Na minha casa, fizemos, quando meus filhos eram pequenos, a cada três meses, a semana sem micro-ondas, o que nos fazia ter que tomar todas as refeições daquela semana em conjunto. No começo, isso produzia um distúrbio, mas, aos poucos, aquilo se tornou um prazer imenso.
Outra coisa que fiz com os meus filhos e faço com os meus quatro netos é ensiná-los a cozinhar, desconectando-os e gerando neles a satisfação de terminar um prato, de ajudar, a servir e ouvir o outro dizer o que achou. É claro que você não vai colocar uma criança de quatro anos para manipular uma faca, mas ela pode lavar o tomate, descascar a mexerica, catar o feijão, e se envolver naquilo.
É muito comum você ter famílias que colocam os filhos para participarem da elaboração. A cozinha exige paciência, e o desenvolvimento dessa virtude faz com que a gente se desconecte daquilo que é desnecessário.
Você acha viável uma família propor uma semana sem internet, por exemplo?
Não tem necessidade, porque a internet está muito conectada ao nosso modo de vida, comunicação, capacidade de vigilância e trabalho. Mas, pode-se fazer com que ela seja colocada de um modo que não é contínua. Há muitas pessoas que já fazem isso hoje. Eu conheço muitos jovens de 18, de 20 anos que, quando chegam num restaurante, por exemplo, ou numa balada, fazem uma combinação de todos deixarem os celulares sobre o centro da mesa. Ou seja, é possível interromper a rotina de maneira que possamos ter outros olhares.
Como o cooperativismo pode contribuir para a transformação do meio em que vivemos?
O cooperativismo é a única alternativa que nós temos para não desagregar o conjunto da humanidade. Há muitas sociedades que são cooperativas, mas nas quais não há janelas para o termo cooperativismo. Eu conheço muitas comunidades – especialmente em nações indígenas no Brasil ou mesmo em grupos na África, nas sociedades tribais – que têm uma vida cooperativada, sem que haja o conceito formal ou a necessidade de organização de uma estrutura.

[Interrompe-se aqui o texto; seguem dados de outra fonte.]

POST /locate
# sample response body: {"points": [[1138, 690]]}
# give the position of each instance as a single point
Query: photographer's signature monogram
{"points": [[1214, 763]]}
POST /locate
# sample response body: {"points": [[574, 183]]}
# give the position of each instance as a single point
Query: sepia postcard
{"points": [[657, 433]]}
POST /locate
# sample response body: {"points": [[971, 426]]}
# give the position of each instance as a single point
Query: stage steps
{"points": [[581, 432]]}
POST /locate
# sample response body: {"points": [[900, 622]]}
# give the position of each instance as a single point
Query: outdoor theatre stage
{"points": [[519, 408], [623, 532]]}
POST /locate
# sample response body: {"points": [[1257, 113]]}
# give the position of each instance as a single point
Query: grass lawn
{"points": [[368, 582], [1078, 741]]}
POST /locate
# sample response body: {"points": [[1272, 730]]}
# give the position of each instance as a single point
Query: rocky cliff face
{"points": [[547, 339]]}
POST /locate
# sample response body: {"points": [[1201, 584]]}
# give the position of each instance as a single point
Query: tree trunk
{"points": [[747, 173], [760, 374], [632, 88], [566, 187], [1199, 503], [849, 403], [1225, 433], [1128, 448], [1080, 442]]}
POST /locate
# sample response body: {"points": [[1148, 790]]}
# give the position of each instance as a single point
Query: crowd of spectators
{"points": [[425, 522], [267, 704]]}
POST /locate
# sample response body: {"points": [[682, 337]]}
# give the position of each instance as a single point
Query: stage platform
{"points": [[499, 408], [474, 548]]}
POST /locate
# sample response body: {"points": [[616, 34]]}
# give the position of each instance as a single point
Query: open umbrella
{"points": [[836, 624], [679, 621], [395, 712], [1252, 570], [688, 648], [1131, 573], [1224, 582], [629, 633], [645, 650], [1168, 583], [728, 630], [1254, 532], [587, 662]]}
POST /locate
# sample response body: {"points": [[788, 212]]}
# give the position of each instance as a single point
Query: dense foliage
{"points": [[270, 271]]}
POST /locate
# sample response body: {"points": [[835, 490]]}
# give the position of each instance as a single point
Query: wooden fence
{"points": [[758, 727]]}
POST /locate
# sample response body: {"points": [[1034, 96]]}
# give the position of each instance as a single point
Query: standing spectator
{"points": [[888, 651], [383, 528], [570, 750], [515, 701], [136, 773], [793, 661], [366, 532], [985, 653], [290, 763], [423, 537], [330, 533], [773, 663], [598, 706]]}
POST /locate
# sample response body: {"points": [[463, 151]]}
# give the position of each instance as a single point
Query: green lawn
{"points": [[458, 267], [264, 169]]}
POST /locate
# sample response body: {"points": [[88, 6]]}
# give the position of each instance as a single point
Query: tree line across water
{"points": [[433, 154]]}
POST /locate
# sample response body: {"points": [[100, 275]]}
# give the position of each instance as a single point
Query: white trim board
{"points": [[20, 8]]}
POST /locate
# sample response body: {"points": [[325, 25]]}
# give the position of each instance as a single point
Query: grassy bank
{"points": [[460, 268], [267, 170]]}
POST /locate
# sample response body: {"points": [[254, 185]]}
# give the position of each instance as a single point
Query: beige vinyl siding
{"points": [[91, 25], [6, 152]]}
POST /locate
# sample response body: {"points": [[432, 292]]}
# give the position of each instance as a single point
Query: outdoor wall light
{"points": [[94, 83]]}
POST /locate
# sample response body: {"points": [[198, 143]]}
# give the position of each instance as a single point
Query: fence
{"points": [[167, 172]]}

No conjunto da humanidade, o cooperativismo, com a sua percepção de trabalhar junto, de colaborar e de partilhar o resultado daquilo que tem, é a única maneira que temos de não apodrecer nossa condição de vida coletiva. Por isso, é sempre uma forma de orientação daquilo que vai impedir a falência da nossa capacidade de vida em conjunto. Portanto, não é isento de questões, problemas e turbulências. Mas, tal como disse Churchill, que a democracia é o pior dos modos de governo, exceto todos os outros, nós também podemos dizer que o cooperativismo é a pior forma de trabalho em conjunto, exceto todas as outras.